As the Internet expands into whatever it will be, Sturnik (2000) said,  the capacity of the human brain can expand. New parts of the brain will be used and people will be able “to perform—imaginatively, intellectually and creatively—in ways no one in 2001 could envision.” People, “at the edges of their minds” will be able to explore new ways of thinking and being…as learning opens up every aspect of our lives.” And education for all? She says that “isolated rural communities can already connect” to others to discuss similar problems and needs. These “problem-solving communities” will naturally become global and multicultural as people in Minnesota connect with people in Egypt to discuss water conservation. But “throughout the world…there must be a collective will to bring about the transformation of whole systems based on the new understandings of the brain/mind/ and how it learns.” So it is not merely the individual brain that can be enhanced, but –more importantly—the collective imagination and intelligence. Freeman Dyson, according to Kelly (2002) "sees minds--amplified by computers--expanding into the cosmos `infinite in all directions." Philip Robin of the National Science Foundation (2002) has pointed to the urgency of tackling the difficult problems related to cognition on a very large scale.
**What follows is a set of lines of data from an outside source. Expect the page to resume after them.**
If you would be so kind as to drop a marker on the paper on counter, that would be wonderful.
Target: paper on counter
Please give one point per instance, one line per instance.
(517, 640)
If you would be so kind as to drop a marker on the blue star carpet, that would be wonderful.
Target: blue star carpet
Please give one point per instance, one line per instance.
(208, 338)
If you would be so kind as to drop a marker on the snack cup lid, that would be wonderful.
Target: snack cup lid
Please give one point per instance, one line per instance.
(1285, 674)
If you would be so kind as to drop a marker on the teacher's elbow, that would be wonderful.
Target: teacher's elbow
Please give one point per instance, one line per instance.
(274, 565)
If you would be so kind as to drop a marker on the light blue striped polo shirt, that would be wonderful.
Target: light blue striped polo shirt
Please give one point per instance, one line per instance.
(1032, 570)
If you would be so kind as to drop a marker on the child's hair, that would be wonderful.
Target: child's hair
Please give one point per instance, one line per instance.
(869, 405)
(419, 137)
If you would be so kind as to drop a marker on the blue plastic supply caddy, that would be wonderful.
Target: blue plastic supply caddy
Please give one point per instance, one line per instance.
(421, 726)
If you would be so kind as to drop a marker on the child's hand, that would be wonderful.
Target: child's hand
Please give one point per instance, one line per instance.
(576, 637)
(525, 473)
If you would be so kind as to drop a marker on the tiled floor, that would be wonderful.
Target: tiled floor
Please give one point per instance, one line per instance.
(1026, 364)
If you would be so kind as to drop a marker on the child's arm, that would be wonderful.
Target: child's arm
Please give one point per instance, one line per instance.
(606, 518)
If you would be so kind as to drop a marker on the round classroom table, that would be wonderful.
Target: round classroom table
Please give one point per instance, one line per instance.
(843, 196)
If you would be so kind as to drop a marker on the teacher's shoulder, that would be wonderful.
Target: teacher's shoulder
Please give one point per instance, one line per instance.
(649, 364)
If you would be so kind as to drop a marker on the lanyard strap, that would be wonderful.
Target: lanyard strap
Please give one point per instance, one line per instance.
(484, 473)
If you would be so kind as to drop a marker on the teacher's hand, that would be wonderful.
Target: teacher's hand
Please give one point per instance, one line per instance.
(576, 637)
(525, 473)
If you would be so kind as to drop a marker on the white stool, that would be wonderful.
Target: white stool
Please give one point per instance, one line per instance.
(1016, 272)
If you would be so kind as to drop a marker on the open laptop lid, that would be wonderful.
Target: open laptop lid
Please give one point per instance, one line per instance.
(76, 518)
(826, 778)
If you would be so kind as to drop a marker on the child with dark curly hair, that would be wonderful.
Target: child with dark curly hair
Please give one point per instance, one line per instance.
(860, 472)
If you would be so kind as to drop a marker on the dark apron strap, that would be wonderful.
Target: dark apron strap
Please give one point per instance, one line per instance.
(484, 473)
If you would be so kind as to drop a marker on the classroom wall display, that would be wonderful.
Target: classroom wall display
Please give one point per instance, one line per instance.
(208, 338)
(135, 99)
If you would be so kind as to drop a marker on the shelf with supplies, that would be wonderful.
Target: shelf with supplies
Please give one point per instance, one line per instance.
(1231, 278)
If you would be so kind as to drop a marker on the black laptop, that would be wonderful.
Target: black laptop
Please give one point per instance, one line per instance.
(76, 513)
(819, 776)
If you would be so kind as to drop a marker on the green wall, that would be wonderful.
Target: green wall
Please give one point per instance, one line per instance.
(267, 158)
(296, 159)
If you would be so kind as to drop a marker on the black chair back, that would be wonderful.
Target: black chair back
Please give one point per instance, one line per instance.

Osborn (2003) reports that "phenomenal abilities" re buried in human brains.

David Scott (2002) proposed that "the greatest challenge for learning is how we educate for a world that is a living, breathing organism rather than a hierarchical machine....The problem of learning may reside in our theories of the mind, but it is also possible that the mind has not been allowed to play with all the cards that the evolution of the universe has built in." He foresaw  a new theory of a holistic universe emerging.  Instead of focusing almost on cognitive, rational intelligence, new insights into learning may come from "exploring the full potential  of a  human being,' including kinesthetic, aesthetic, emotional and spiritual intelligence as well as the cognitive. "There may be a deep relation between the structures of the mind and of Universe,  he says. And learning research may progress to more integral levels of consciousness, "to more integrated human beings, and to a more just, caring and connected world.

So what about an `ethical/moral brain? <http://mattersofconsequence.com/MOCfig2.html>. Benking (2001) said that “there was hope in the past decades that the computer might become the new magnifying glass for the human intellect, but we really have to do the thinking ourselves, cultivating our imagination and creativity” and finding ‘ a new quality by combining the human intuition with machine precision and repeatability…We work on self models and extension systems.” He quotes Friedrich Ruckert: “Maps make the world comprehensible to us. We are still waiting for the star-maps of the spirit.”